Taurine (2-aminoethane-sulfonice acid) is one of the most abundant amino acids found in the human body. It is involved in cell regulation and modulates the concentration of intracellular free calcium. It also plays a substantial role in many other functions varying from neurotransmission in the central nervous system to promotion of cell differentiation in the brain to cytoprotection against oxidative stress¹.

Taurine is not used for protein synthesis, and in addition to its uptake in nutrition, it can be synthesized in pancreatic mammalian cells by cysteine dioxygenase and sulfinoalanine decarboxylase enzymes².

Taurine is found mainly in organs such as the brain, retina and muscle tissue.

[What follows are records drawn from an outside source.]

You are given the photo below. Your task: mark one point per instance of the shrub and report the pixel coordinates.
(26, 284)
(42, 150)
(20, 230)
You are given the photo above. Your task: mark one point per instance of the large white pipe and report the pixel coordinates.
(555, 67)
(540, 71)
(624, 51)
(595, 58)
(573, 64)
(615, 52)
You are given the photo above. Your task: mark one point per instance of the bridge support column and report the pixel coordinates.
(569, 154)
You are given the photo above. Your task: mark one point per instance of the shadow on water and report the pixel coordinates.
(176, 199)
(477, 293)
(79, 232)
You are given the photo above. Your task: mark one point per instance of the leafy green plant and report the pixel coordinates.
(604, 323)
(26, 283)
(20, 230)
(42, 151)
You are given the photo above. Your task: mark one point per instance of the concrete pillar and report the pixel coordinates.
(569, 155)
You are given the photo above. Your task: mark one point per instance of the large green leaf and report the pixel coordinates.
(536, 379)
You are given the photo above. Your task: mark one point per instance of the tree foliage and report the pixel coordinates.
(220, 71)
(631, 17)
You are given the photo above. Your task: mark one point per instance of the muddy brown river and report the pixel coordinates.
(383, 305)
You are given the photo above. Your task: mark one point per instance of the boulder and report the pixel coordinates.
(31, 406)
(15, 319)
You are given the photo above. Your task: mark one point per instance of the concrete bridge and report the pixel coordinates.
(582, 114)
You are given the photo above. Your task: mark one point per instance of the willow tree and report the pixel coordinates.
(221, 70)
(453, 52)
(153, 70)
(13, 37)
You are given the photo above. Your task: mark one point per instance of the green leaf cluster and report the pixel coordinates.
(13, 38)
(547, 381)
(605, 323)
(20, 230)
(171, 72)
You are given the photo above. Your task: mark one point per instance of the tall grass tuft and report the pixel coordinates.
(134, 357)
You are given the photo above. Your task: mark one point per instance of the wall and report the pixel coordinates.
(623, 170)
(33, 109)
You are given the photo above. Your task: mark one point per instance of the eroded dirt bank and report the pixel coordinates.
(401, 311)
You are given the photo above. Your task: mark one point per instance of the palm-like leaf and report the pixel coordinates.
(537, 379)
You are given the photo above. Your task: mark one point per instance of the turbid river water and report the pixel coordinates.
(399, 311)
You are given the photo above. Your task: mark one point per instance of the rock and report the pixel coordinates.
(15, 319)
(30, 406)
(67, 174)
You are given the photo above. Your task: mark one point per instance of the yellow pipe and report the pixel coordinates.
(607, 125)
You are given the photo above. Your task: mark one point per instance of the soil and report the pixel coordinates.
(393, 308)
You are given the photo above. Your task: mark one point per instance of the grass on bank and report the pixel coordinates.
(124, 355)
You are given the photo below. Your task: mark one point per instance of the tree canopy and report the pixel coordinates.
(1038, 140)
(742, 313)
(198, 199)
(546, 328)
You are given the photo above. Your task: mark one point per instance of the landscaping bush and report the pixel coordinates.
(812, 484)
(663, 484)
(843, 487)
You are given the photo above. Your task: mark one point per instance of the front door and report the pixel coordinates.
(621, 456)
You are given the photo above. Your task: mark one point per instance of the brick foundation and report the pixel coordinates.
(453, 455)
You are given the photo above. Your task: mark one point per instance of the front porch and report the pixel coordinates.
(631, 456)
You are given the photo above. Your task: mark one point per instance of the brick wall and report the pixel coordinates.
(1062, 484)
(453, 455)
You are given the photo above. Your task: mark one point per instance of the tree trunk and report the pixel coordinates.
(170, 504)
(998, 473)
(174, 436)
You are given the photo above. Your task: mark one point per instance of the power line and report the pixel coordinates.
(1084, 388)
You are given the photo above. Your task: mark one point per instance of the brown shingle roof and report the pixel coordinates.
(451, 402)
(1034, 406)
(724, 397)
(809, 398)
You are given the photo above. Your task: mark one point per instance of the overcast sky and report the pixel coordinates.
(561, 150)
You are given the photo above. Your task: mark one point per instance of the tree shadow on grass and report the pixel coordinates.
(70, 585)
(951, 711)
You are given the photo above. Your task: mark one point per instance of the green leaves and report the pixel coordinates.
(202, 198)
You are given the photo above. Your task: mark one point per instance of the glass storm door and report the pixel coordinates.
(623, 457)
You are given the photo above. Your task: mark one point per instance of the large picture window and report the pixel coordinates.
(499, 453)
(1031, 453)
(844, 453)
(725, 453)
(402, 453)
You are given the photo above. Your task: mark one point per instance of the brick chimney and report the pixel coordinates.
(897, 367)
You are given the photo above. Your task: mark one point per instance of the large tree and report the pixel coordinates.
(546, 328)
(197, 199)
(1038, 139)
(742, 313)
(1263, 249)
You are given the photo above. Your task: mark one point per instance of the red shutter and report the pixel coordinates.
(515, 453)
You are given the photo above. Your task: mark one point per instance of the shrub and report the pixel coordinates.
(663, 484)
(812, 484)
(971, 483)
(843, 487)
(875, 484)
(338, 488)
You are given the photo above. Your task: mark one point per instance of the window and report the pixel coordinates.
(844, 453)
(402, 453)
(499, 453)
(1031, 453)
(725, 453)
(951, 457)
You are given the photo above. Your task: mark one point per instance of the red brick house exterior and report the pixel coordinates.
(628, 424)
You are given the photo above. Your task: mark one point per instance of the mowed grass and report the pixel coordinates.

The uptake of taurine is conducted through the taurine transporter (TauT). The energy for passage through the transporter is derived by Na⁺ and Cl^- concentration similar to the uptake of other amino acids³. TauT also transports GABA, albeit with a lower affinity. The transporter has twelve transmembrane domains and intracellular N- and C-termini.

TauT expression is regulated by cAMP which was found to increase its regulation in MDCK cells and also by PKC via means of post-translational modification. PKC activation leads to reduced taurine transport⁴. PKC is believed to phosphorylate the highly conserved serine-322 position in the transporter.

Taurine deficiency is linked to cardiomyopathies in the hearts of cats and to a decrease in cardiac muscle sensitivity to calcium⁵ and better understanding of its transport may improve research of these diseases.